A carer got almost £6,000 in benefits he was not entitled to after receiving a £31,000 inheritance, a court was told.
Michael Davies (59) was claiming income support when he was looking after his friend David Stott, who he lived with. The cheque for the £31,000 was paid into Mr Stott's account, but meant Davies had more than the allowed amount of capital, Burnley magistrates heard.
The defendant, who has learning difficulties, fought back tears as the hearing was told he had not been sleeping due to worry over the case. He had no previous convictions.

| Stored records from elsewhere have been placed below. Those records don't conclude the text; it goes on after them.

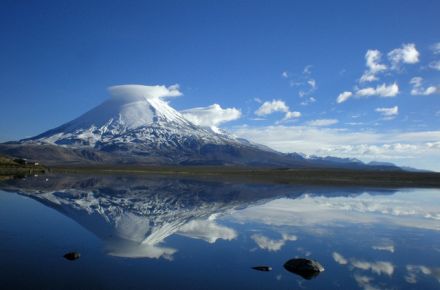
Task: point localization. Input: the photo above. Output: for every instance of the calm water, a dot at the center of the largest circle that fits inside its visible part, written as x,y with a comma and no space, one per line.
165,233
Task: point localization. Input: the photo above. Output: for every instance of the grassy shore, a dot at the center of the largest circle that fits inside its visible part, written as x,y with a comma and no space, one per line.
309,176
11,167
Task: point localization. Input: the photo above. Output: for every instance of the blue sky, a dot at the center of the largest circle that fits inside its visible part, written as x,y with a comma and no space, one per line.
280,64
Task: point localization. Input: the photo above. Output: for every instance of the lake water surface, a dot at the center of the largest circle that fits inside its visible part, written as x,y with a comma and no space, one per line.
154,232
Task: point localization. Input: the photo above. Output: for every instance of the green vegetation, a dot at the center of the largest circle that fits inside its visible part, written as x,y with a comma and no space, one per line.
17,166
313,176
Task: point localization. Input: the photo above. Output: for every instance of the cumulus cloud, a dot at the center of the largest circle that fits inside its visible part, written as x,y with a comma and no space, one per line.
291,115
372,61
388,112
413,271
416,209
343,97
148,92
379,268
436,48
266,243
339,258
435,65
207,230
419,90
273,106
308,101
322,122
211,116
417,149
406,54
128,249
388,248
383,90
364,282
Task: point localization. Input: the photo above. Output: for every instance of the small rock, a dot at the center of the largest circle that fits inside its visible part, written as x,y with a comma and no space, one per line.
305,268
262,268
71,256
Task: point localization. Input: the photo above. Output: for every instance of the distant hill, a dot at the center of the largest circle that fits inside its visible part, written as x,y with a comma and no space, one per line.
139,130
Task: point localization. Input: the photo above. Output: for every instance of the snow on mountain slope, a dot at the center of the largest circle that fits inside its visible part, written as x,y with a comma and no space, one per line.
134,114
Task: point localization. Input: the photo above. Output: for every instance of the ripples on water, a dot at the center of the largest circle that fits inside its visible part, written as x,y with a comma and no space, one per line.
167,233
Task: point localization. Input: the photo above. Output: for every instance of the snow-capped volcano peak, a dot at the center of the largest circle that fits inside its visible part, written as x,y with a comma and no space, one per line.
135,116
129,107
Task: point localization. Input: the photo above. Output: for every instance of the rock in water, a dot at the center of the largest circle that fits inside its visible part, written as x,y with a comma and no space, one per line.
71,256
305,268
262,268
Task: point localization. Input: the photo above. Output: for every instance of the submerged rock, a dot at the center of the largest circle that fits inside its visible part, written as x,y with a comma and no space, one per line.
305,268
262,268
71,256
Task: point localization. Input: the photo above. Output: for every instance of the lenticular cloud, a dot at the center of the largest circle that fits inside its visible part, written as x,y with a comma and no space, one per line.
148,92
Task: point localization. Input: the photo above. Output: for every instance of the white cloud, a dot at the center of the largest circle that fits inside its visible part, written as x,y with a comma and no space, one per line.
418,209
148,92
419,90
383,90
407,54
364,282
211,116
266,243
307,69
388,112
291,115
435,65
271,107
343,97
339,258
207,230
308,101
412,148
379,268
388,248
413,271
322,122
436,48
372,59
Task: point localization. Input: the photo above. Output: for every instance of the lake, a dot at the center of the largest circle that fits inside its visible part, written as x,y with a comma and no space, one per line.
155,232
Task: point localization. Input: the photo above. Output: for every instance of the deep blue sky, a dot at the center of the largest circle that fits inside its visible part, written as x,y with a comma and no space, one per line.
58,57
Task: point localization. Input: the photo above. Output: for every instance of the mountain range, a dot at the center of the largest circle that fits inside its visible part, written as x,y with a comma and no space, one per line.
137,127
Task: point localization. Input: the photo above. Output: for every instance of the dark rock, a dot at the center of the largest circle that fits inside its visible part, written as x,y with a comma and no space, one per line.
262,268
305,268
71,256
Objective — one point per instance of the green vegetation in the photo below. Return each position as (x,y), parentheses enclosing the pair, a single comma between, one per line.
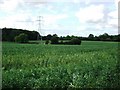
(22,38)
(89,65)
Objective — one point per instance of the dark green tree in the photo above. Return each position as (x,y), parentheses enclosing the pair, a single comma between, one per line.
(91,37)
(22,38)
(54,40)
(75,41)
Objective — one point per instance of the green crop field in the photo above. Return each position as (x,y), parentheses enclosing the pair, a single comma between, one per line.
(89,65)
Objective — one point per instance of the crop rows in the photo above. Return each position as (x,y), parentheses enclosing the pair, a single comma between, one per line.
(90,65)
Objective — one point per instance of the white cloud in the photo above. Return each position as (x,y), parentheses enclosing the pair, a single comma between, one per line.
(90,13)
(10,5)
(53,19)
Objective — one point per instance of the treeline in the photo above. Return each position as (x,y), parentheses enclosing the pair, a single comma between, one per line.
(91,37)
(9,34)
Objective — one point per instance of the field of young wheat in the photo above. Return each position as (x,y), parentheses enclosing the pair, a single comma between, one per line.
(89,65)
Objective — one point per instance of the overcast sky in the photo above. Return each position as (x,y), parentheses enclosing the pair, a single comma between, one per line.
(63,17)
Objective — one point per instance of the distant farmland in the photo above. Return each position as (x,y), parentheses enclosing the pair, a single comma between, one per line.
(89,65)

Davies, of Garden Street in Nelson, admitted making a false statement to obtain a benefit. He was given an 18-month conditional discharge by the Bench, who said they accepted there was a lack of intent and that he had filled in the form to the best of his ability. The defendant must pay £85 costs and a £20 victim surcharge.

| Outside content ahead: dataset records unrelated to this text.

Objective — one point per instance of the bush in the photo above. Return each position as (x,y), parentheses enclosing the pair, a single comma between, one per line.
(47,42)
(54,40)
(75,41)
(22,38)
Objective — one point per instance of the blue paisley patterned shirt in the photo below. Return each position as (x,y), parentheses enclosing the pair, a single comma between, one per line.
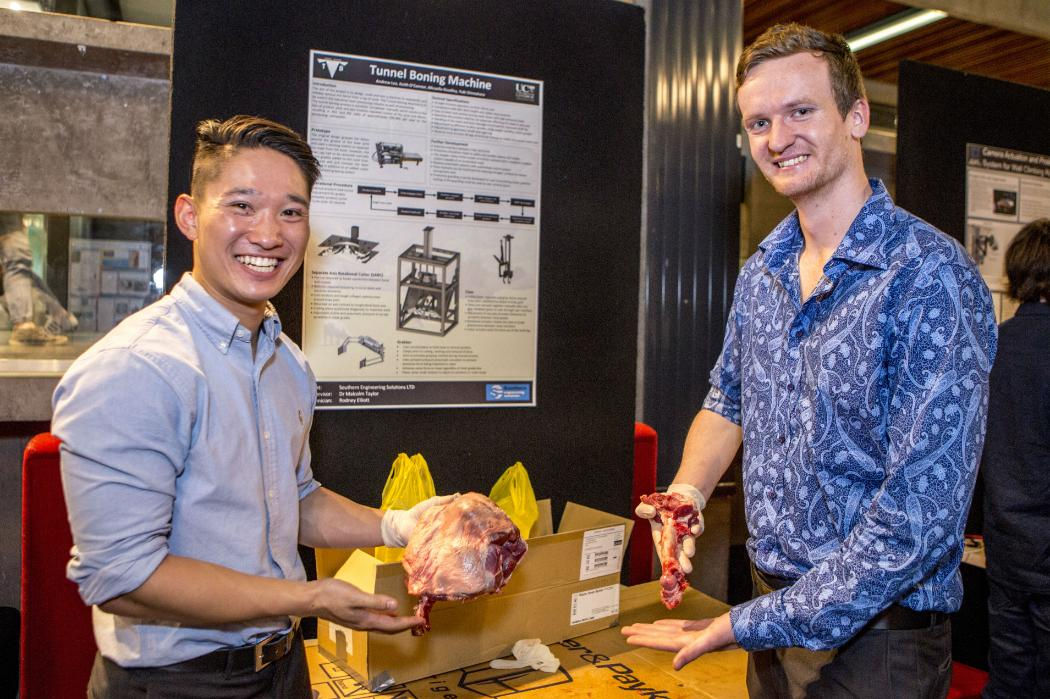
(863,416)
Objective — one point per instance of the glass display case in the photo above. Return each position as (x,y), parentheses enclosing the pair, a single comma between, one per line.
(67,280)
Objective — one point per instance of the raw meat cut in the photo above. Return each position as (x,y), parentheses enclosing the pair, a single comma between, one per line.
(678,514)
(458,551)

Mrs Alex Mann, prosecuting, told the court Davies had been claiming income support from 2013 up until the end of last year.
She continued: "He had several joint accounts with Mr Stott. The defendant disclosed all accounts and finances back in 2013. The problem is down to an inheritance, which was actually paid into Mr Stott's account. It seems it took the capital the defendant had access to over the allowed amount.
"We are certainly not saying it was done deliberately," she added. "The money will be recovered."
Mr John Rusius, defending, said Davies had worked all his life, but he gave up to look after his friend after his friend became ill. He had learning difficulties and really relied on his friend to do all the paperwork. His friend had, sadly, died.
The solicitor continued: "He is now paying the money back at so much a week. It's a shame really that this gentlemen ends up with a criminal conviction and that upsets him more than anything else. He hasn't been sleeping and has been very worried about coming to court."